Search code examples
c++boostboost-spiritboost-spirit-qi

Parsing two vectors of strings using boost:qi


I am new to using qi, and have run into a difficulty. I wish to parse an input like:

X + Y + Z , A + B

Into two vectors of strings.

I have code does this, but only if the grammar parses single characters. Ideally, the following line should be readable:

Xi + Ye + Zou , Ao + Bi

Using a simple replacement such as elem = +(char_ - '+') % '+' fails to parse, because it will consume the ',' on the first elem, but I've not discovered a simple way around this.

Here is my single-character code, for reference:

#include <bits/stdc++.h>

#define BOOST_SPIRIT_DEBUG
#include <boost/fusion/adapted.hpp>
#include <boost/spirit/include/qi.hpp>
#include <boost/spirit/include/phoenix.hpp>

namespace qi = boost::spirit::qi;
namespace phx = boost::phoenix;

typedef std::vector<std::string> element_array;

struct reaction_t
{
  element_array reactants;
  element_array products;
};

BOOST_FUSION_ADAPT_STRUCT(reaction_t, (element_array, reactants)(element_array, products))

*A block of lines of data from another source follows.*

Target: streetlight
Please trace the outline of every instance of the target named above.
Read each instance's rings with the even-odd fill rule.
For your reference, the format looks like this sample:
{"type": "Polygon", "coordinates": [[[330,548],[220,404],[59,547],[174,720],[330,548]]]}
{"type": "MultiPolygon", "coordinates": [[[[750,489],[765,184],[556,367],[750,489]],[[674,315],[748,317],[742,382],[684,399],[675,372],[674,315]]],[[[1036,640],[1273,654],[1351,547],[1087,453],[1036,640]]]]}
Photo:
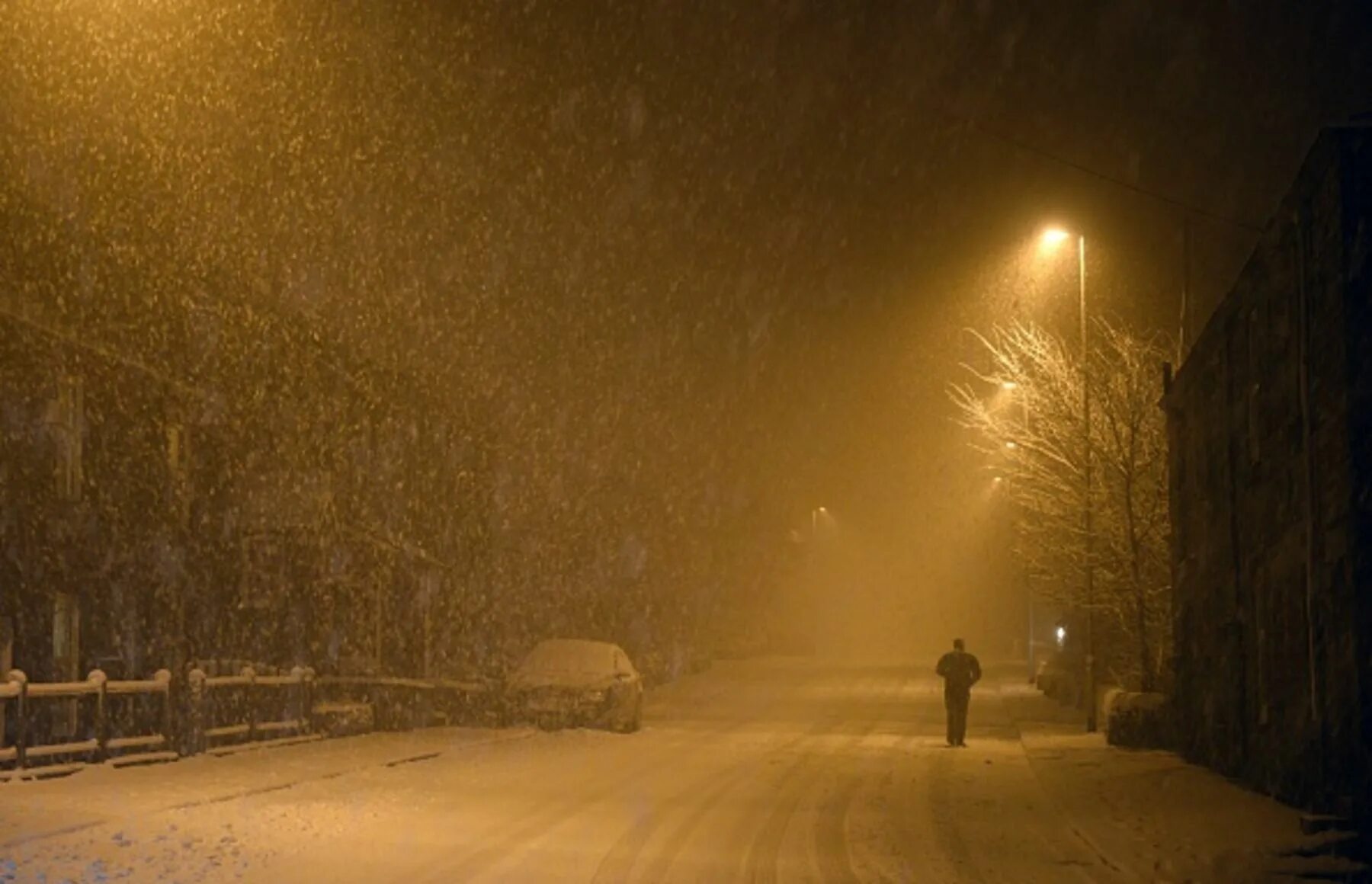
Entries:
{"type": "MultiPolygon", "coordinates": [[[[1047,248],[1054,248],[1067,239],[1072,233],[1062,228],[1048,228],[1043,232],[1043,244],[1047,248]]],[[[1085,493],[1081,501],[1081,520],[1085,528],[1085,560],[1083,563],[1085,571],[1085,598],[1087,598],[1087,732],[1095,733],[1096,730],[1096,658],[1095,658],[1095,644],[1092,637],[1093,614],[1092,605],[1095,601],[1095,572],[1091,567],[1092,555],[1092,531],[1091,531],[1091,372],[1087,365],[1091,350],[1087,342],[1087,237],[1081,233],[1077,235],[1077,296],[1080,302],[1081,314],[1081,447],[1083,457],[1085,457],[1085,464],[1083,465],[1083,482],[1085,486],[1085,493]]]]}

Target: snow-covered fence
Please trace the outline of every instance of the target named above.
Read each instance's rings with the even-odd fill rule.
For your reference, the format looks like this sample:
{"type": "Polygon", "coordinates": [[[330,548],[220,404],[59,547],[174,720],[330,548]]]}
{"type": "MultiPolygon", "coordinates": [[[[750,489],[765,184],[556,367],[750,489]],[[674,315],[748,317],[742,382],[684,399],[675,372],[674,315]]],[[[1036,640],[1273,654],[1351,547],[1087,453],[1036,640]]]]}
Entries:
{"type": "Polygon", "coordinates": [[[10,670],[0,684],[0,703],[14,706],[14,745],[0,745],[0,763],[12,763],[15,770],[26,770],[34,762],[49,762],[55,758],[67,760],[63,765],[47,766],[52,773],[80,767],[86,762],[114,760],[133,763],[141,760],[163,760],[174,758],[170,751],[172,734],[172,673],[158,673],[144,681],[110,681],[100,670],[92,670],[85,681],[30,682],[22,670],[10,670]],[[110,734],[111,697],[150,696],[158,703],[156,729],[147,733],[110,734]],[[51,728],[47,736],[62,734],[49,741],[36,726],[36,706],[41,701],[85,703],[86,715],[80,710],[66,714],[63,728],[51,728]],[[62,733],[64,732],[64,734],[62,733]],[[80,736],[78,738],[78,734],[80,736]]]}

template<typename Iterator>
struct reaction_parser : qi::grammar<Iterator,reaction_t(),qi::blank_type>
 {
    reaction_parser() : reaction_parser::base_type(reaction)
    {
        using namespace qi;

    elem = char_ % '+';
    reaction = elem >> ',' >> elem;

    BOOST_SPIRIT_DEBUG_NODES((reaction)(elem));
    }
    qi::rule<Iterator, reaction_t(), qi::blank_type> reaction;
    qi::rule<Iterator, element_array(), qi::blank_type> elem;
};
int main()
{

    const std::string input = "X + Y + Z, A + B";
    auto f = begin(input), l = end(input);

    reaction_parser<std::string::const_iterator> p;
    reaction_t data;

    bool ok = qi::phrase_parse(f, l, p, qi::blank, data);

    if (ok) std::cout << "success\n";
    else    std::cout << "failed\n";

    if (f!=l)
        std::cout << "Remaining unparsed: '" << std::string(f,l) << "'\n";
}

Solution

  • Using a simple replacement such as elem = +(char_ - '+') % '+' fails to parse, because it will consume the ',' on the first elem, but I've not discovered a simple way around this.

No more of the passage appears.